Berriedale is noted as the most northerly semi-natural woodland in Britain, but my memories of it from a visit in 1983, was that it was little more than a few birch and willow in a gully. Descriptions of it implied there was more to it and it now features on the 1:25000 O.S. map, so I felt I should give it another look.
Berriedale 1983, 2018
The walk in from Moness gives a chance to appreciate the rather bleak setting of heather moor and bog on the lower slopes of Ward Hill and The Witter, but even so there is the odd sapling of rowan and willow getting away. At this time of year the birch stands out bright green against the dark heather, highlighting not just Berriedale itself but a smaller patch in the Burn of Segal. The two are fairly similar in structure and composition.

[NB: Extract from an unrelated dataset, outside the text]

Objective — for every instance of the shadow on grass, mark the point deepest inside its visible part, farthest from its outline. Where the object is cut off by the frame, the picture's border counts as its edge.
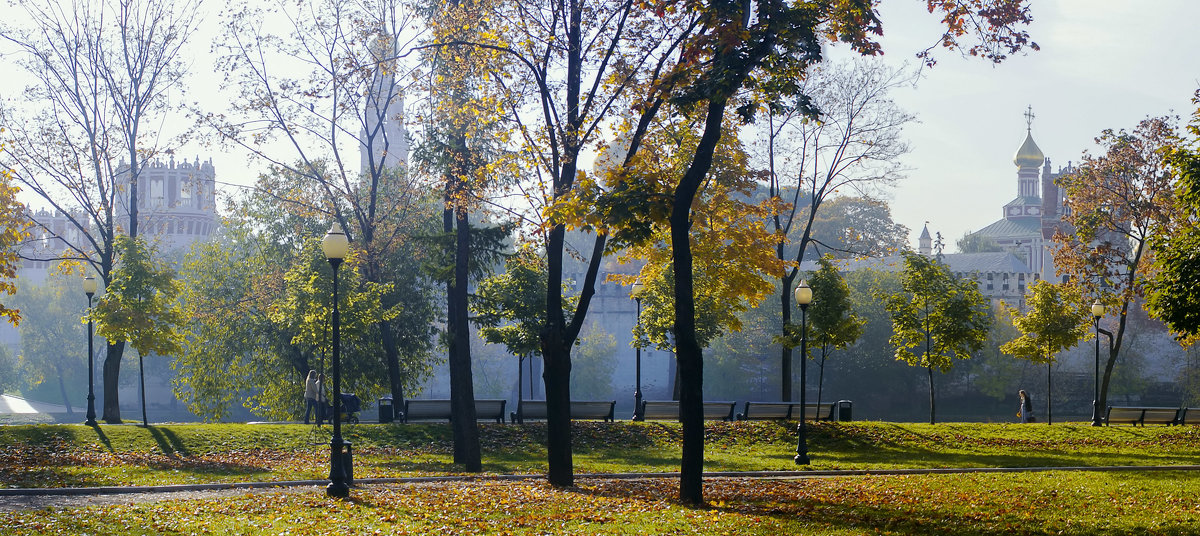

Distant views of Berriedale (1983,2018) and Burn of Segal, (2018)
The core in each case is a steep-sided gully which while not inaccessible to sheep would have allowed individual willow, birch etc to establish on the sides and grow out. When the grazing was reduced – the sheep have largely been removed but one or two were seen with scruffy fleeces – such trees could form the core of today’s woodland. At the upper edge there were a few saplings amongst the heather suggesting that the woods may still be expanding.

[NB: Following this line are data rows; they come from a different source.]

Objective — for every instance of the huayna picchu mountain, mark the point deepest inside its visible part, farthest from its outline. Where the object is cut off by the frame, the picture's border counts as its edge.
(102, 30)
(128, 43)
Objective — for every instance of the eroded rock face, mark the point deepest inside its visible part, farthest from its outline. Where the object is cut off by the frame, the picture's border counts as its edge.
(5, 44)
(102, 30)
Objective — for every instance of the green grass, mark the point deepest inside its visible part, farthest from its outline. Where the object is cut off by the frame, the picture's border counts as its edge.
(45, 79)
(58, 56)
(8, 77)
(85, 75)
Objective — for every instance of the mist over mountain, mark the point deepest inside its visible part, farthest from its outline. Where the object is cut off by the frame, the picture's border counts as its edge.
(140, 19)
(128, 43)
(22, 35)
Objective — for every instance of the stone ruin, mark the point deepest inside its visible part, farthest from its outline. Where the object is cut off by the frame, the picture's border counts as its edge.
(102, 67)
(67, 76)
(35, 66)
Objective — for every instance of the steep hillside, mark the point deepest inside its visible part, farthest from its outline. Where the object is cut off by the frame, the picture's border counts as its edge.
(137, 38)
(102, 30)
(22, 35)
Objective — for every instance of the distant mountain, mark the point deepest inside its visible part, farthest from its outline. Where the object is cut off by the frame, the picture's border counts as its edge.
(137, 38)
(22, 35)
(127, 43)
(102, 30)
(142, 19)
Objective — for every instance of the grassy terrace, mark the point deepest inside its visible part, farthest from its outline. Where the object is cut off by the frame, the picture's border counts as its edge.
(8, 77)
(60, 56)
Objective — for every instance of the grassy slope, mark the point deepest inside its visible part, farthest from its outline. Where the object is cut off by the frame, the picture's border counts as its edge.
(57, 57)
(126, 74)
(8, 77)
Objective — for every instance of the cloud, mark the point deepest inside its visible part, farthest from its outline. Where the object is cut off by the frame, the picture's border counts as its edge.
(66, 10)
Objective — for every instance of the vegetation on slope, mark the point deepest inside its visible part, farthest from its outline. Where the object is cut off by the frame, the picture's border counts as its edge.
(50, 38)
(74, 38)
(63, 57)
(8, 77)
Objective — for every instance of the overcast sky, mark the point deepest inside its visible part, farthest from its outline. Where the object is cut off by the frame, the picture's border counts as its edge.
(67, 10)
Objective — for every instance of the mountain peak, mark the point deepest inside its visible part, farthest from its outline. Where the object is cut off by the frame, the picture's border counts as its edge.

Twisted, multistemmed tree in Burn of Segal; upper edge expansion
The twisted and multi-stemmed nature of many of the stems results I suspect from past grazing and wind-blasting rather than from active management. The resource was probably too small to be worth exploiting except in desperation although some of the stems growing in the bottom of Berriedale, benefitting from the extra shelter do have more-or-less straight stems.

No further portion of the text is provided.